03-Feb-2023
NK cells are part of the immune response – they are lymphocytes equipped with a wide range of activating and inhibitory surface receptors, allowing them to recognise and kill malignant or infected cells.
NKR-P1 is a receptor on NK cells, specifically a CTLR (C-type lectin-like receptor). The receptor particularly binds to LLT1, its endogenous ligand. LLT1 is expressed on several cell types but is especially up-regulated on a number of cancer cells.
The research teams from the Faculty of Science, Charles University, and the Institute of Biotechnology of the Czech Academy of Sciences, BIOCEV research centre in the Czech Republic presented the crystal structure of the NKR-P1 and LLT1 complex. The project was conducted as part of the Instruct-ERIC R&D Pilot Call, which provides funding for pilot studies to deliver preliminary results. Jan Dohnálek, co-author and member of Instruct-CZ, said, “the access to the structural biology infrastructure provided by Instruct-ERIC was fundamental for achieving an important part of the results.”
The paper from Bláha et al. (2022) details how NKR-P1 has a relatively weak affinity to LLT1 but overcomes this with cross-linkages in the binding process.
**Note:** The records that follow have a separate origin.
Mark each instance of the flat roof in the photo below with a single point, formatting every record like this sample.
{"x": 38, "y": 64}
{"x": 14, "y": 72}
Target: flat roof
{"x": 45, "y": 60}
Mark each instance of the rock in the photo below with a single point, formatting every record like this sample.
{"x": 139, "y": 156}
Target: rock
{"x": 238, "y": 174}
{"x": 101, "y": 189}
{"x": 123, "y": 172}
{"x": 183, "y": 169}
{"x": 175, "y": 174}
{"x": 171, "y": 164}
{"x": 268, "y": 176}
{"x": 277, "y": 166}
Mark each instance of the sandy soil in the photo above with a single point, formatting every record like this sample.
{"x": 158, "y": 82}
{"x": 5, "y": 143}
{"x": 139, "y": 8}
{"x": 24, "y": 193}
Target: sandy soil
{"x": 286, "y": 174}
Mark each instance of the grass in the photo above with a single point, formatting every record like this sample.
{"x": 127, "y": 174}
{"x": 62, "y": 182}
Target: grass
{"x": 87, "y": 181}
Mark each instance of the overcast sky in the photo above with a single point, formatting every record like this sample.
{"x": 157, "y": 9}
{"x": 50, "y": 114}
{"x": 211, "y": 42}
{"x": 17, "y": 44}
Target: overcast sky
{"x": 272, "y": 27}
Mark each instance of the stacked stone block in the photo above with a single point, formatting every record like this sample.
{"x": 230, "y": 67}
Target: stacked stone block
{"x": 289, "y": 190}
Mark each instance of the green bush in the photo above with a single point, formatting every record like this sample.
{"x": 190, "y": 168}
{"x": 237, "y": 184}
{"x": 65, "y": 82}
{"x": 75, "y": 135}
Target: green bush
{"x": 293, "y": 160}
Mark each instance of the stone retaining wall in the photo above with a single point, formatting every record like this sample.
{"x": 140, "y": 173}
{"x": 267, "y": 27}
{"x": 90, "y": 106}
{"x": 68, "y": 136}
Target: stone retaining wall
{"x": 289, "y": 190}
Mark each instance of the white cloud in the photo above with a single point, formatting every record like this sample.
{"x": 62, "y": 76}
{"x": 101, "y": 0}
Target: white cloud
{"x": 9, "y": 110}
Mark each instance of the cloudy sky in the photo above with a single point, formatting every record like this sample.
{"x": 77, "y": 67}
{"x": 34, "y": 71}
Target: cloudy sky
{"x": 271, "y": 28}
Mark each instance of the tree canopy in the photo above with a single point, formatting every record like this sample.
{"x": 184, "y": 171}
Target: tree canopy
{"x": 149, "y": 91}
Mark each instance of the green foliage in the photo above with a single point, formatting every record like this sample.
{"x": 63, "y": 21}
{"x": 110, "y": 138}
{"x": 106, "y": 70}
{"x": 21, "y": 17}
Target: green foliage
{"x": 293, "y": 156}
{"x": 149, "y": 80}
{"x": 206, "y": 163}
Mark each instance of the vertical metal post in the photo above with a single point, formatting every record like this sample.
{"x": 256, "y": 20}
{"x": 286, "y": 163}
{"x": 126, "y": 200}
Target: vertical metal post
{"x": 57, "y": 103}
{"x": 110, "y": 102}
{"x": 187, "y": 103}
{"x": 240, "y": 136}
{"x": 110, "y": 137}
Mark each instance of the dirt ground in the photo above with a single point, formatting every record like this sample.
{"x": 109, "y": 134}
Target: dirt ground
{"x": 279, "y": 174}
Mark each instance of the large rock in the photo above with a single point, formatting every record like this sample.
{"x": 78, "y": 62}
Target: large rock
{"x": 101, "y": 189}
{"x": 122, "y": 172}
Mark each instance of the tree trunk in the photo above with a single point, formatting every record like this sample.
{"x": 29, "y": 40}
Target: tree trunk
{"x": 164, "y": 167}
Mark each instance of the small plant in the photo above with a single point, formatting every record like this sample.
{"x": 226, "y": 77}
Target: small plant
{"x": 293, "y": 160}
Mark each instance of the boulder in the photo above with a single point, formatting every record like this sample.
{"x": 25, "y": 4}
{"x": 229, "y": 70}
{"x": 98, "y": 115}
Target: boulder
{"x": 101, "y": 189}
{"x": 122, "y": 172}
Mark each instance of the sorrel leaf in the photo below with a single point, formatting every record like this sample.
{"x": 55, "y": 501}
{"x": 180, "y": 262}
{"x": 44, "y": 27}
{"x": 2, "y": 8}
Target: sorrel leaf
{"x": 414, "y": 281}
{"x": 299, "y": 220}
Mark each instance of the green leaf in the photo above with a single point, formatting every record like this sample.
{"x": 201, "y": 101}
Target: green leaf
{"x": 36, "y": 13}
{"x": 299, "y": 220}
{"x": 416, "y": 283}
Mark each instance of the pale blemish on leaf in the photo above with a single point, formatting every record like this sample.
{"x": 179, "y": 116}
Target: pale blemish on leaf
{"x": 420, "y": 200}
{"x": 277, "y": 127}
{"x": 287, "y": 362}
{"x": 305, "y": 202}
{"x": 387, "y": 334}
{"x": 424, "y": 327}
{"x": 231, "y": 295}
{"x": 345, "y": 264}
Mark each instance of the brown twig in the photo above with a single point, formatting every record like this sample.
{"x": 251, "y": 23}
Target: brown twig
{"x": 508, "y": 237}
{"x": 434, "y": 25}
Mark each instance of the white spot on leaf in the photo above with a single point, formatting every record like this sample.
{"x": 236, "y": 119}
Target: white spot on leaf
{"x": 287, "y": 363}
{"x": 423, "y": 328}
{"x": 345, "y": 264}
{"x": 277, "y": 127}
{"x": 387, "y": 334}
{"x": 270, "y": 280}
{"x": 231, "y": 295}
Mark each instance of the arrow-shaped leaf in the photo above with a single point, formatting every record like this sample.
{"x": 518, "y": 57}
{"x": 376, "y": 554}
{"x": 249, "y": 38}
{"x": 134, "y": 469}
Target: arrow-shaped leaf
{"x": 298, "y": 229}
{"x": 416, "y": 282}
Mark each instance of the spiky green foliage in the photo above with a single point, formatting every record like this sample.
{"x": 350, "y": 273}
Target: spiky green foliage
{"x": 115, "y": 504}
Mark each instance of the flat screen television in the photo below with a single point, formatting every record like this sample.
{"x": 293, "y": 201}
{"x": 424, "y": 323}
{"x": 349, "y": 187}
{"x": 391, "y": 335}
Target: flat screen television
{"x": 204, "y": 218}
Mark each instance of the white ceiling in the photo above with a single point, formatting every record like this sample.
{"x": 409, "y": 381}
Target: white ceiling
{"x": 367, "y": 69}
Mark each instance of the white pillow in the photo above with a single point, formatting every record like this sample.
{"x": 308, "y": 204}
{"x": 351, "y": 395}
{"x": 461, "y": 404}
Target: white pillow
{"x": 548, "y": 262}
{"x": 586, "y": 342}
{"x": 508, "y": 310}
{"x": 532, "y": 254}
Initially, two NKR-P1 structures were solved, both glycosylated and deglycosylated, the latter with N-glycans cleaved off using endoglycosidase F1. In the C-type lectin-like domain (CTLD), the structure comprises two α-helices and two antiparallel β-sheets. It was also found that homodimers of NKR-P1 form differently from its homologues, forming via the α1-helix, unlike most other CTLDs. Moreover, deglycosylated NKR-P1 more readily formed homodimers. The crystallisation was performed at STRUBI, part of Instruct-UK.
The crystal structure of the complex of deglycosylated NKR-P1 and LLT1 was solved. The asymmetric unit of the structure contained dimeric LLT1 and two dimeric NKR-P1, with an extra dimer of NKR-P1 bound to the latter.
Figure 1. The complex of NKR-P1 and LLT1. Primary interaction is indicated by cyan-NKR-P1 to LLT1; the secondary interaction interface is between blue-NKR-P1 and LLT1. Extra NKR-P1 dimer bound to primary NKR-P1 is shown in pink.
The structure exhibits two different interaction modes. The primary interaction between LLT1 chain B and NKR-P1 chain D is very similar to interactions between NKR-P1 homologues and their ligands. However, the secondary interaction differs significantly from the homologues of the complex.
The main driver of the differences between the interactions is the LLT1 ligand – the primary interface is mostly formed by β3 and β4-sheets of the protein, whereas the secondary binding is conducted through the β2-sheet and α2 helix. In NKR-P1, there is minimal difference in the interaction interfaces for both binding modes.
Through SEC-SAXS conducted at Diamond Light Source (Instruct-UK), the study found that both binding modes were crucial to the formation of higher-order structures of the complex, with particular emphasis on the secondary binding mode in solution and in-cell. It was found that clusters of NKR-P1 form, bound in continuous cross-linked chains with LLT1 (Figure 2), and that the secondary binding mode is indispensable for cross-linking as well as for triggering inhibitory signaling of NKR-P1 in live NK cells. This was in part determined using dSTORM analysis at IGBMC in Strasbourg, Instruct-FR1.
Figure 2. Four adjacent asymmetric units within the NKR-P1:LLT1 complex crystal. The NKR-P1 (blue and cyan) and LLT1 (green and lemon) dimers alternate in primary (cyan and green) and secondary (blue and lemon) interactions, forming a chain-like structure.
This discovery of a novel multimerisation of the NK cell receptor:ligand complex was a key part of the study, explaining how the ligand binding can overcome the relatively low affinity. This discovery could significantly impact how immune recognition is carried out by NK cells in humans.
Ondřej Vaněk, the corresponding author, said, “Instruct was really instrumental to [the project’s] success, both the provided access to various platforms and the R&D Pilot Project funding helping us to achieve the aim of publishing more than just a structure itself, but also its biological implications for immune recognition.”